Fundamentals of Data Storage
by Carol R. Jacobson, School of Earth Sciences, Macquarie University,
NSW, Australia
This unit is part of the NCGIA
Core Curriculum in Geographic Information Science. These materials
may be used for study, research, and education, but please credit the author,
Carol R. Jacobson, and the project, NCGIA Core Curriculum in GIScience.
All commercial rights reserved. Copyright 1998 by Carol R. Jacobson.

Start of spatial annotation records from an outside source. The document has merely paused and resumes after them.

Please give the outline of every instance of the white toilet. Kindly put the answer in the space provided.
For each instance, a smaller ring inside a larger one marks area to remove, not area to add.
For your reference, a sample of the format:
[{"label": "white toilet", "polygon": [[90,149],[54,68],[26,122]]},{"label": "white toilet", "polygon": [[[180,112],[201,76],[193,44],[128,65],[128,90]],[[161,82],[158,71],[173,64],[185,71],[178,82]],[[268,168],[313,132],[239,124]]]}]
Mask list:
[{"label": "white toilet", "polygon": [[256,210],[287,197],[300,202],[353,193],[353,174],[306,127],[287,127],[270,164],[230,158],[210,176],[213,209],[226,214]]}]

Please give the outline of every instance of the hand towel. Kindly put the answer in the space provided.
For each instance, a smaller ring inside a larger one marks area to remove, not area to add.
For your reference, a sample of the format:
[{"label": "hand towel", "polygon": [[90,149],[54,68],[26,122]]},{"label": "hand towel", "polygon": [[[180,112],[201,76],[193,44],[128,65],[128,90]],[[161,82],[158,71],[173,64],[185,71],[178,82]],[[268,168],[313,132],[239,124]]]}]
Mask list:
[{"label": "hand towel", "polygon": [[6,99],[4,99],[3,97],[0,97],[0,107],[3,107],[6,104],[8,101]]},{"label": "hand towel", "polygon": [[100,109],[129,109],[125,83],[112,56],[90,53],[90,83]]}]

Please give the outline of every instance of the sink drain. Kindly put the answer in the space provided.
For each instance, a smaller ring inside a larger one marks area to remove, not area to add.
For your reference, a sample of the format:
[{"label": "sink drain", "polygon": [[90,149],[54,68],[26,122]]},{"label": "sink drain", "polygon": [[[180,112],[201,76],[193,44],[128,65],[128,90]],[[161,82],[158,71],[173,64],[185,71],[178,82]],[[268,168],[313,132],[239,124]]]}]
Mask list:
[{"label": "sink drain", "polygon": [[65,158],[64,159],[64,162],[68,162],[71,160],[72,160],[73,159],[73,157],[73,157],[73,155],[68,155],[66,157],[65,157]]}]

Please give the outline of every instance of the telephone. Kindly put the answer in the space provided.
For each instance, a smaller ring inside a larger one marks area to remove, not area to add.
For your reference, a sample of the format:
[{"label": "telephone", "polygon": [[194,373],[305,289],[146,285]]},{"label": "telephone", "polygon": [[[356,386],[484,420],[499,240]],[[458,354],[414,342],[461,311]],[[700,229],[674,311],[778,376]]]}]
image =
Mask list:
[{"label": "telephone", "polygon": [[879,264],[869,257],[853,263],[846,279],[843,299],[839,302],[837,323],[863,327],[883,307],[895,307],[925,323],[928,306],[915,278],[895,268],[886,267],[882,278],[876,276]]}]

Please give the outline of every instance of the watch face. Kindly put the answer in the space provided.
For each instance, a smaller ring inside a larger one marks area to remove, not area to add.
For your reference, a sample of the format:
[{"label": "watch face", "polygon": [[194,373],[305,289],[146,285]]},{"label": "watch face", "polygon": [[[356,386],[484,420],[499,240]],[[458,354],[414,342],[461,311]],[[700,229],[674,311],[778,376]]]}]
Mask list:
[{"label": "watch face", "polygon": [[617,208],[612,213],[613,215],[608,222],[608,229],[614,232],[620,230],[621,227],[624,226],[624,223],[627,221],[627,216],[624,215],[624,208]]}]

Your comments on these materials are welcome. A link to an evaluation
form is provided at the end of this document.
Advanced Organizer
Topics covered in this unit
-
This unit introduces the concepts and terms needed to understand storage
of GIS data in a computer system, including:
-
the weaknesses of a discrete data model for representing the real world
-
an overview of data storage types and terminology
-
a description of data storage issues.
Intended Learning Outcomes
-
After learning the material covered in this unit, students should be able
to:
-
Recognise the differences between the data in a GISystem and the real world
it represents.
-
Understand computer terminology as it applies to data storage.
-
Differentiate between different types of data storage.
-
Select different data storage types appropriate for various GISystem data.
-
Recognise the importance of data design in a GISystem.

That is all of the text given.